For m = 8 it's easy because I consider a byte. Since that m<=16 I tought to consider as primitive type short, save each short of the file in an array short[] and then manipulate bits using bitwise operators to obtain all the sequences of m bit in the file. Is this a good idea?

Anyway, I'm not able to create a stream of short. This is what I've done:

public static void main(String[] args) {
    readFile(FILE_NAME_INPUT);
}

public static void readFile(String filename) {
    short[] buffer = null;
    File a_file = new File(filename);
    try {
        File file = new File(filename);

        FileInputStream fis = new FileInputStream(filename);
        DataInputStream dis = new DataInputStream(fis);

        int length = (int)file.length() / 2;
        buffer = new short[length];

        int count = 0;
        while(dis.available() > 0 && count < length) {
            buffer[count] = dis.readShort(); 
            count++;
        }
        System.out.println("length=" + length);
        System.out.println("count=" + count);


        for(int i = 0; i < buffer.length; i++) {
            System.out.println("buffer[" + i + "]: " + buffer[i]);
        }

        fis.close();
    }
    catch(EOFException eof) {
        System.out.println("EOFException: " + eof);
    }
    catch(FileNotFoundException fe) {
        System.out.println("FileNotFoundException: " + fe);
    }
    catch(IOException ioe) {
        System.out.println("IOException: " + ioe);
    }
}

But I lose a byte and I don't think this is the best way to proced.


This is what I think to do using bitwise operator:

int[] list = new int[l];
foreach n in buffer {
    for(int i = 16 - m; i > 0; i-m) {
        list.add( (n >> i) & 2^m-1 );
    }
}

I'm assuming in this case to use shorts.
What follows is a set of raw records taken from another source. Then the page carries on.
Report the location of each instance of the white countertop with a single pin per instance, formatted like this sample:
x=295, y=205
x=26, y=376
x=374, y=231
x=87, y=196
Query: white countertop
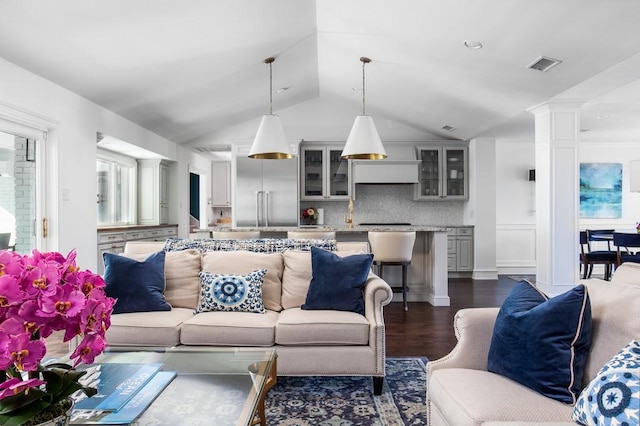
x=344, y=229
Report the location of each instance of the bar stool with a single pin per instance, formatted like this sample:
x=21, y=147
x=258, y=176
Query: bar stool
x=311, y=235
x=393, y=248
x=235, y=235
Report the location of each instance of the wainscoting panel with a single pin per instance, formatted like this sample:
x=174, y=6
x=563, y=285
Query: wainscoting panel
x=516, y=249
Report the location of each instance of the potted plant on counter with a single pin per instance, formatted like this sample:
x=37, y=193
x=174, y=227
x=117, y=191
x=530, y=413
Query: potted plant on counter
x=309, y=216
x=40, y=294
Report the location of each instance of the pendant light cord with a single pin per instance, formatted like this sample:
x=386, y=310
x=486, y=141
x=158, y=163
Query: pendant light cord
x=270, y=61
x=364, y=62
x=270, y=89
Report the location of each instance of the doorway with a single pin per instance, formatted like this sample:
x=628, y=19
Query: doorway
x=199, y=201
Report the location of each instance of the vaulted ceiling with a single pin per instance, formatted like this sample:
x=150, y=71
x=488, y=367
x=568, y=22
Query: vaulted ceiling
x=190, y=70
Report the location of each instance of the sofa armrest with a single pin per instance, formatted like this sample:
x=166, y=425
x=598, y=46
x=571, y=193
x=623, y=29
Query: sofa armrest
x=474, y=329
x=377, y=294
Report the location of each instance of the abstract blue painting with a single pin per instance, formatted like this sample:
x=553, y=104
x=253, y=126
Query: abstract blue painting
x=601, y=190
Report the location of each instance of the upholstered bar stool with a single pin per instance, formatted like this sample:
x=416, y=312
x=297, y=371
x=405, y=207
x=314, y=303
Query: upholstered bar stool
x=235, y=235
x=393, y=248
x=311, y=235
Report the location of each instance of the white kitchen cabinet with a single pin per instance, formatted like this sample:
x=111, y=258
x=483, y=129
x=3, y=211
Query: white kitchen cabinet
x=153, y=192
x=221, y=184
x=324, y=175
x=443, y=173
x=460, y=249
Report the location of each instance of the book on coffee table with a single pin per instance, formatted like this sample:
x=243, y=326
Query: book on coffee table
x=116, y=384
x=131, y=410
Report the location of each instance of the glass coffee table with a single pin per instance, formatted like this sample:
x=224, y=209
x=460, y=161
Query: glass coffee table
x=221, y=386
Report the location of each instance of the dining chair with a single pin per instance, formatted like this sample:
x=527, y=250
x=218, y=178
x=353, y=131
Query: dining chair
x=393, y=248
x=627, y=247
x=589, y=258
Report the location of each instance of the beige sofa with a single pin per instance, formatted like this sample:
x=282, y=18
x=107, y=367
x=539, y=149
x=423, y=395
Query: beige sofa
x=308, y=342
x=461, y=392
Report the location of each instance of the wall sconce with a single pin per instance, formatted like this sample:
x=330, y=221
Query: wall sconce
x=31, y=150
x=634, y=176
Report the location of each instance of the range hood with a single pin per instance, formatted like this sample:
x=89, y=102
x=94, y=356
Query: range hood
x=400, y=166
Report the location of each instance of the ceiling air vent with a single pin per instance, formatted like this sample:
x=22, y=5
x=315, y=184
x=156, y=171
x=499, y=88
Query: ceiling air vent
x=212, y=148
x=544, y=64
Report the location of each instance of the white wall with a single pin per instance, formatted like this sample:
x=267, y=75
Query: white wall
x=73, y=149
x=515, y=198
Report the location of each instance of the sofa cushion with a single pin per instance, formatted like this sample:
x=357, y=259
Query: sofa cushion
x=243, y=262
x=138, y=286
x=296, y=278
x=182, y=283
x=319, y=327
x=614, y=309
x=231, y=293
x=259, y=245
x=147, y=328
x=337, y=282
x=472, y=397
x=230, y=329
x=613, y=396
x=297, y=272
x=543, y=343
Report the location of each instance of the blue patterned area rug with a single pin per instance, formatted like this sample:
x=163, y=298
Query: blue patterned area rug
x=349, y=401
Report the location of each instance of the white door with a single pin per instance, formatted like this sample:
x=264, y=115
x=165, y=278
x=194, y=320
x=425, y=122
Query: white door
x=21, y=188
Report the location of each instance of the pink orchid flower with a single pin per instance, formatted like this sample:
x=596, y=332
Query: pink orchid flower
x=15, y=386
x=24, y=353
x=91, y=346
x=66, y=301
x=10, y=291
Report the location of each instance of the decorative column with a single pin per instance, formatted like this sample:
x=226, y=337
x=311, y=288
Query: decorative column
x=557, y=126
x=480, y=210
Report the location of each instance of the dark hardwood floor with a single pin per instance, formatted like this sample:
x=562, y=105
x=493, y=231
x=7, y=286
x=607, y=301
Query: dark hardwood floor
x=427, y=330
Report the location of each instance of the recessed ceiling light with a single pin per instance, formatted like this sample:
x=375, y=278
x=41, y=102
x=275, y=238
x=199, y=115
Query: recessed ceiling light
x=473, y=44
x=544, y=63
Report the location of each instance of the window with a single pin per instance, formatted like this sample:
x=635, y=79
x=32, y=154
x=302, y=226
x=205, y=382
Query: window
x=116, y=189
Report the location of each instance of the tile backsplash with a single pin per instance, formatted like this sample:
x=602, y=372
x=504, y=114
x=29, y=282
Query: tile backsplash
x=391, y=203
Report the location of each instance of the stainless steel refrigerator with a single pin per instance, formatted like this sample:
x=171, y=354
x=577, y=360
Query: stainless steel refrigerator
x=266, y=192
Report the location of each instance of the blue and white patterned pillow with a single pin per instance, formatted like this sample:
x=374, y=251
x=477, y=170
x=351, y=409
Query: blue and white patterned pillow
x=231, y=293
x=613, y=396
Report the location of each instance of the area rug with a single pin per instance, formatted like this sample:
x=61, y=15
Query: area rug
x=349, y=401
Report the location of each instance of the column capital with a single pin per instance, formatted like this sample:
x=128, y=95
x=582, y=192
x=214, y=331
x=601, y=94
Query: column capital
x=558, y=105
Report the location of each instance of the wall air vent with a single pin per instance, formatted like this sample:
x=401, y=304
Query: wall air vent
x=544, y=64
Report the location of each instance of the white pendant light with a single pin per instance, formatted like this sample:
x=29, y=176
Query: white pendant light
x=270, y=142
x=364, y=142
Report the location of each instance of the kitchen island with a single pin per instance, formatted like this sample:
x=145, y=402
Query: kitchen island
x=428, y=277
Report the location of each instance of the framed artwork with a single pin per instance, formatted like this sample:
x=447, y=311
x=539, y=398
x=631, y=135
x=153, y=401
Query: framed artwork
x=600, y=190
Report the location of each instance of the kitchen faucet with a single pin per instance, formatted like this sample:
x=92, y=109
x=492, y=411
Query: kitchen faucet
x=349, y=219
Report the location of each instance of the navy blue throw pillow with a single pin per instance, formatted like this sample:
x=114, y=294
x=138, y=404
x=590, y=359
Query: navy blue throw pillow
x=337, y=282
x=542, y=342
x=138, y=286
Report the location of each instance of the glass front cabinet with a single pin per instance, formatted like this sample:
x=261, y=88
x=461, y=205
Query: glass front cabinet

If I use bytes, how can I do a cycle like that for m > 8? That cycle doesn't work because I have to concatenate multiple bytes and each time varying the number of bits to be joined..

Any ideas? Thanks


Solution

  • I think you just need to have a byte array:

    public static void readFile(String filename) {
      ByteArrayOutputStream outputStream=new ByteArrayOutputStream();
      try {
        FileInputStream fis = new FileInputStream(filename);
        byte b=0;
        while((b=fis.read())!=-1) {
            outputStream.write(b);
        }
        byte[] byteData=outputStream.toByteArray();
        fis.close();
      }
      catch(IOException ioe) {
        System.out.println("IOException: " + ioe);
    }
    

    Then you can manipulate byteData as per your bitwise operations.

    --

    If you want to work with shorts you can combine bytes read this way

    short[] buffer=new short[(int)(byteData.length/2.)+1];
    j=0;
    for(i=0; i<byteData.length-1; i+=2) {
      buffer[j]=(short)((byteData[i]<<8)|byteData[i+1]);
      j++;
    }
    

    To check for odd bytes do this

    if((byteData.length%2)==1) last=(short)((0x00<<8)|byteData[byteData.length-1]]);
    

    last is a short so it could be placed in buffer[buffer.length-1]; I'm not sure if that last position in buffer is available or occupied; I think it is but you need to check j after exiting the loop; if j's value is buffer.length-1 then it is available; otherwise might be some problem.

    Then manipulate buffer.

    The second approach with working with bytes is more involved. It's a question of its own. So try this above.